Herbert Waas's World Cup

Have you ever experienced the sweetness of the Tyrrhenian coves in southern Tuscany?
Every morning, in harmonious embraces, houses and boats caress the elegant blue of Mr Neptune's gaming table carpet.
It's an elegant and brilliant blue.
It vaguely reminds me of Saint-Tropez.
We're all Mediterranean anyway.
If I were on a terrace in Talamone or right in Saint Tropez, I would want to have a long discussion with Jacques Chirac.
Did you know that our very own guest in a 1976 Asterix album was drawn as an economic advisor to Julius Caesar Strange, this representation particularly for a French leader.
I'll slip into this anomaly and before a calvados after lunch, I'd ask him what Europe could become.
Everyone thinks of an economic or institutional Europe, perhaps military, but what if we started with a footballing one?

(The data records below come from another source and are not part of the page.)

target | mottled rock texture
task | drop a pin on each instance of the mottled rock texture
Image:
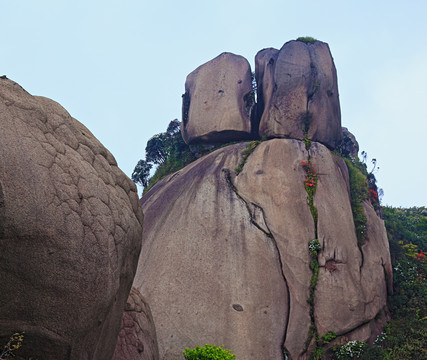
(137, 338)
(225, 257)
(218, 101)
(299, 93)
(70, 230)
(349, 146)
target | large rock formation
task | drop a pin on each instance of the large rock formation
(225, 257)
(218, 101)
(137, 338)
(298, 93)
(70, 230)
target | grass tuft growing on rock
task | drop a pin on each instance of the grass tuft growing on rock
(307, 39)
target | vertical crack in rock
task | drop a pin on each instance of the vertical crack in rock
(267, 233)
(313, 88)
(310, 184)
(2, 212)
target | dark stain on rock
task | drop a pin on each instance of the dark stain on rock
(237, 307)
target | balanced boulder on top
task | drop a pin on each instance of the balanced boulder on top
(218, 101)
(299, 93)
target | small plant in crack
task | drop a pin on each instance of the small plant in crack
(310, 184)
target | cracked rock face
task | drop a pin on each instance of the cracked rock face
(70, 228)
(299, 93)
(137, 338)
(218, 101)
(225, 257)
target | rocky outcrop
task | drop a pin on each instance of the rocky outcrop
(299, 93)
(225, 257)
(70, 229)
(137, 338)
(218, 101)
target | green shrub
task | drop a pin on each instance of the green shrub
(208, 352)
(352, 350)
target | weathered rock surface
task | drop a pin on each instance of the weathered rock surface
(70, 229)
(300, 93)
(137, 338)
(218, 101)
(225, 258)
(264, 75)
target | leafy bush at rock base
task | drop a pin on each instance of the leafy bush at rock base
(208, 352)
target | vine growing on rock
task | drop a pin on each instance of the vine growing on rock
(310, 184)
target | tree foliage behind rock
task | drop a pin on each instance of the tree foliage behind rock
(167, 151)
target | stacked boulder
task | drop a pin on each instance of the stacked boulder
(226, 257)
(218, 101)
(297, 97)
(299, 91)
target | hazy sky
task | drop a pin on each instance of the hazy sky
(119, 67)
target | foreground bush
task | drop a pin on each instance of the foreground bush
(208, 352)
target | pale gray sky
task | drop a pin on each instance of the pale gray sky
(119, 66)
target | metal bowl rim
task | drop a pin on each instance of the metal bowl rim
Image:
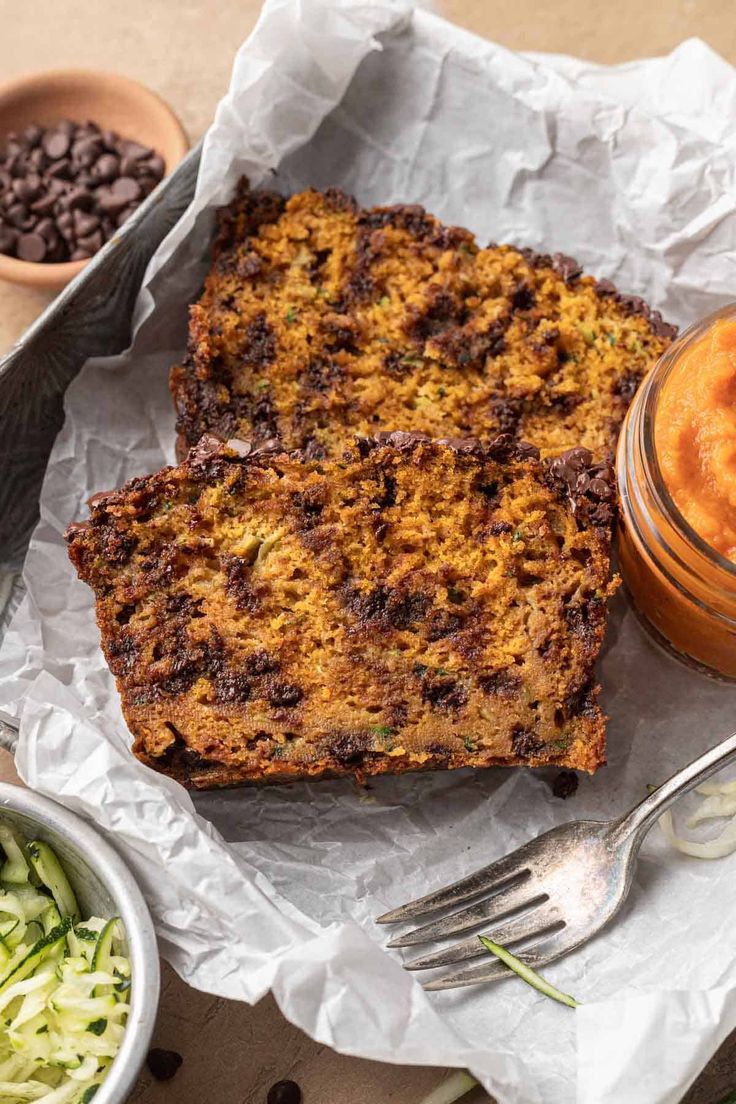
(102, 858)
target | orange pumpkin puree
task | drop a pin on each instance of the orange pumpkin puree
(695, 436)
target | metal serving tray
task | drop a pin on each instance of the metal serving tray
(91, 318)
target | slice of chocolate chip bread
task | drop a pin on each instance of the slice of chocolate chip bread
(320, 320)
(414, 604)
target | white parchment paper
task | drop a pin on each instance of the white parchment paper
(633, 171)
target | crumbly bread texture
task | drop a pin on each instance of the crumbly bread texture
(414, 604)
(320, 320)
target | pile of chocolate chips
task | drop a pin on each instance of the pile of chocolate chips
(65, 189)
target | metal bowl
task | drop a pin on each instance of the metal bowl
(105, 888)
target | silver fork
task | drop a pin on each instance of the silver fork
(553, 893)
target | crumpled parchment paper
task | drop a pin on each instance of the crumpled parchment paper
(633, 171)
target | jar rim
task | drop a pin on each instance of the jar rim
(651, 391)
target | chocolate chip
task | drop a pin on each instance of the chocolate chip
(55, 144)
(163, 1063)
(62, 169)
(92, 242)
(45, 204)
(284, 1092)
(125, 214)
(106, 168)
(31, 247)
(20, 216)
(85, 223)
(48, 230)
(155, 166)
(8, 239)
(109, 202)
(135, 150)
(27, 190)
(565, 784)
(66, 189)
(32, 136)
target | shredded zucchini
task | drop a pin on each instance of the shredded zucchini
(64, 983)
(526, 974)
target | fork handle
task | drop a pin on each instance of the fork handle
(642, 816)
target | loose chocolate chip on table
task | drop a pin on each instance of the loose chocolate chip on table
(565, 784)
(284, 1092)
(163, 1063)
(31, 247)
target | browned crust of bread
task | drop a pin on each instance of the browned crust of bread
(320, 320)
(412, 605)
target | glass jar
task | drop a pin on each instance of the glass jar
(684, 590)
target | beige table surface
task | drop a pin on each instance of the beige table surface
(183, 49)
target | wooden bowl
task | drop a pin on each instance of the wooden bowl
(115, 103)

It would be a real popular find.
Many would say no, they'd cry sacrilege, yet Chirac, authentically Parisian, advised the authentically Roman Julius Caesar.
Fantasy?
Fantasy is a gift for visionary politics, perhaps prophetic.
The politics that is missing today.
It seems that at this historical stage, despite being characterised by a widespread and evident prosperity, everyone is aiming to lower the level of expression.

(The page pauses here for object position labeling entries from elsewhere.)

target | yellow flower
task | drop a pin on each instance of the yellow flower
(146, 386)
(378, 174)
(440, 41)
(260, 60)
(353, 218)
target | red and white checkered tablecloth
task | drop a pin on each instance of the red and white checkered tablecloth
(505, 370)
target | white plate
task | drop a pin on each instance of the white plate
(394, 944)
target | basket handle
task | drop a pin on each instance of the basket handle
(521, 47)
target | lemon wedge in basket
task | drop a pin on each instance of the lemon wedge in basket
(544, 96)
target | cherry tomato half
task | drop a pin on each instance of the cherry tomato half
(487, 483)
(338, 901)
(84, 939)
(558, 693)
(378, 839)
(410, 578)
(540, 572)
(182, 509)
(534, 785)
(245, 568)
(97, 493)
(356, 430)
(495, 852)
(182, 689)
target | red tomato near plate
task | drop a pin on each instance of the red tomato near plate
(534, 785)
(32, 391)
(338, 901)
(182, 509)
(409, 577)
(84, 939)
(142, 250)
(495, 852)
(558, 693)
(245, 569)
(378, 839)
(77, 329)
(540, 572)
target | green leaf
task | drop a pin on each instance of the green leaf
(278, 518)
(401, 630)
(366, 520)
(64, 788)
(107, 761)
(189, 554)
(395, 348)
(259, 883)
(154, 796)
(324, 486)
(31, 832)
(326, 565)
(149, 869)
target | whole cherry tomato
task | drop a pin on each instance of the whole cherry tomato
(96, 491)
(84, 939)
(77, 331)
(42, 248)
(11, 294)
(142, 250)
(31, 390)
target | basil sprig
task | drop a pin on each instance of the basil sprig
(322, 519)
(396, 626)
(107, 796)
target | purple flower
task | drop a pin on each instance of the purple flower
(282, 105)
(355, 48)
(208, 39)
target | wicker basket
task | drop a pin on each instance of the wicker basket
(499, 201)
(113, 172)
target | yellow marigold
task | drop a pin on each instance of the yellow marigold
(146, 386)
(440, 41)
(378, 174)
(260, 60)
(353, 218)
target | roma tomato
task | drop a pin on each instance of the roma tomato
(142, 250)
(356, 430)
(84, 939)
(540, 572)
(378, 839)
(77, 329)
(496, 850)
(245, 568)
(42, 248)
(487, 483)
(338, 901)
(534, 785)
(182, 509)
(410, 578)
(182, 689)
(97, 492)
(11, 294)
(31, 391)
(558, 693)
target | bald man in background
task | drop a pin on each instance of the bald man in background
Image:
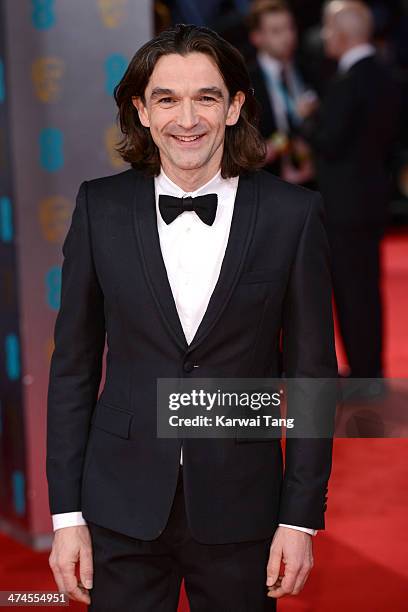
(352, 134)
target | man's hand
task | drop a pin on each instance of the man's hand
(294, 549)
(70, 545)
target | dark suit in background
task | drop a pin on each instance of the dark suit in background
(282, 120)
(352, 136)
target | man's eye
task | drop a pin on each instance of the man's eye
(207, 99)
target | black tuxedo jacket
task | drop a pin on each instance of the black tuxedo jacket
(353, 136)
(103, 455)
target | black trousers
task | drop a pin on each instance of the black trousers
(132, 575)
(356, 285)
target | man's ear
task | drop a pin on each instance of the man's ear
(235, 108)
(142, 110)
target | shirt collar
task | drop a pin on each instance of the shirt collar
(354, 55)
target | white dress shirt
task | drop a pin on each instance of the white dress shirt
(192, 253)
(354, 55)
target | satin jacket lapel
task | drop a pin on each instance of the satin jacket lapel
(241, 231)
(145, 222)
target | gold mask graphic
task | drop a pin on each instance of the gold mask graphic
(113, 12)
(55, 214)
(47, 73)
(112, 137)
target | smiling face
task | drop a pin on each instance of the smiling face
(187, 108)
(276, 35)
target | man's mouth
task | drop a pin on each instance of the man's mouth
(187, 138)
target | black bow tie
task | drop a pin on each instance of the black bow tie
(205, 206)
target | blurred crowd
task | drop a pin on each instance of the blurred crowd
(330, 79)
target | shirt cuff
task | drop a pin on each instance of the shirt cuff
(305, 529)
(67, 519)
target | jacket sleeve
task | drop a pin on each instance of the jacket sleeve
(309, 352)
(76, 364)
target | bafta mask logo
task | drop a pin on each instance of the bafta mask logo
(53, 287)
(55, 214)
(112, 137)
(12, 356)
(47, 73)
(51, 144)
(6, 219)
(43, 14)
(113, 12)
(115, 68)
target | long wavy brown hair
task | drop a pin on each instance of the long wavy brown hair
(244, 148)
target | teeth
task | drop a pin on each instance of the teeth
(187, 138)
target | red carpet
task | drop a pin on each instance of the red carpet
(361, 558)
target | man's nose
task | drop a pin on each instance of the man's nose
(187, 117)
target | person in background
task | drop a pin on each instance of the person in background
(279, 88)
(352, 134)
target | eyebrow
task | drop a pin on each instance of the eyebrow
(162, 91)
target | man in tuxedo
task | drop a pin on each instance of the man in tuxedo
(352, 134)
(279, 86)
(194, 263)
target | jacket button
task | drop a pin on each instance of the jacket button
(188, 366)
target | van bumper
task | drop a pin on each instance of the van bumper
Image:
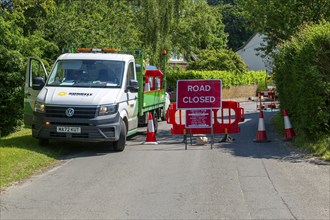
(98, 129)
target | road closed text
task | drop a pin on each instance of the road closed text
(199, 94)
(199, 99)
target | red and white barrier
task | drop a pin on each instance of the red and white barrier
(151, 136)
(261, 133)
(289, 132)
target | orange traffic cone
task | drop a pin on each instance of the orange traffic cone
(151, 136)
(289, 132)
(147, 85)
(261, 134)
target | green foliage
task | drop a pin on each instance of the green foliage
(21, 156)
(226, 60)
(303, 80)
(236, 25)
(199, 26)
(228, 78)
(279, 19)
(14, 49)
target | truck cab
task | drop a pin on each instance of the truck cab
(88, 96)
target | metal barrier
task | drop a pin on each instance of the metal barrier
(221, 124)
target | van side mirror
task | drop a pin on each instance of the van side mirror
(170, 89)
(37, 83)
(133, 86)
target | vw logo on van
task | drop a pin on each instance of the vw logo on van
(69, 112)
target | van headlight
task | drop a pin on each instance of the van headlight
(39, 107)
(108, 109)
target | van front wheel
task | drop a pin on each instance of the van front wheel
(120, 144)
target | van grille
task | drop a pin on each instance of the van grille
(79, 112)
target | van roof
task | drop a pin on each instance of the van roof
(95, 56)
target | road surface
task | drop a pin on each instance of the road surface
(234, 180)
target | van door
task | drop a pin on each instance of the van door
(132, 97)
(35, 74)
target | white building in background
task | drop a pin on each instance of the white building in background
(253, 57)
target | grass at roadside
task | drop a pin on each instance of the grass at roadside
(320, 147)
(21, 156)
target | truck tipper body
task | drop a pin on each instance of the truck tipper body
(93, 96)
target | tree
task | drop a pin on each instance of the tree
(280, 19)
(236, 26)
(223, 59)
(199, 27)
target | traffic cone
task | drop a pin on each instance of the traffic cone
(147, 85)
(289, 132)
(151, 136)
(261, 134)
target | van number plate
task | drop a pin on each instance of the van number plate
(68, 129)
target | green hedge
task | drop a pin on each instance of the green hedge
(303, 80)
(228, 78)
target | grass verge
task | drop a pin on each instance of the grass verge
(320, 147)
(21, 156)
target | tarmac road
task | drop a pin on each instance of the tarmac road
(234, 180)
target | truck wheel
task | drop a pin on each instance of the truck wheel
(43, 142)
(120, 144)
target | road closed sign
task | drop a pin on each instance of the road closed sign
(198, 94)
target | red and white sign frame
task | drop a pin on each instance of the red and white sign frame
(199, 94)
(198, 118)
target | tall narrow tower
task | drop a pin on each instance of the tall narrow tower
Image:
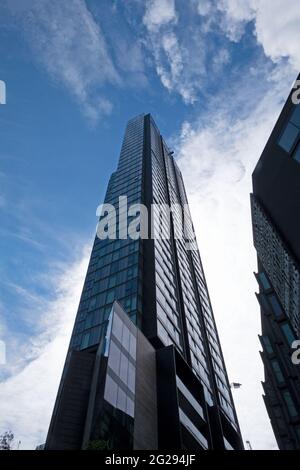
(276, 230)
(145, 368)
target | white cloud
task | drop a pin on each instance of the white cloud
(69, 43)
(177, 56)
(159, 13)
(276, 24)
(27, 396)
(277, 29)
(217, 156)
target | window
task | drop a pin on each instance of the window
(110, 296)
(277, 371)
(275, 305)
(111, 391)
(114, 357)
(296, 154)
(290, 404)
(267, 344)
(288, 333)
(264, 281)
(288, 137)
(295, 118)
(85, 341)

As if the two things were linked, but alternatives.
A red herring, in my opinion.
An almost superstitious alternation.
The ongoing Football World Cup , in my opinion, expresses this decay, from a social discount.
In 1989, Bologna signed a German centre-forward who was nicknamed 'Klisman's deputy':
He was never truly anyone's deputy; he didn't go to the ’90 World Cup with his Germany. With Bologna, he scored six goals in two seasons with over fifty appearances in Serie A.
Well, it springs to mind because it seems to me to be the inspiration for many centre-forwards seen so far at this World Cup.
It reminds me, for example, of the Canadian who plays in attack for Juventus.
I return to Saint-Tropez and ask for another Calvados, but it's evening, and the final is about to begin.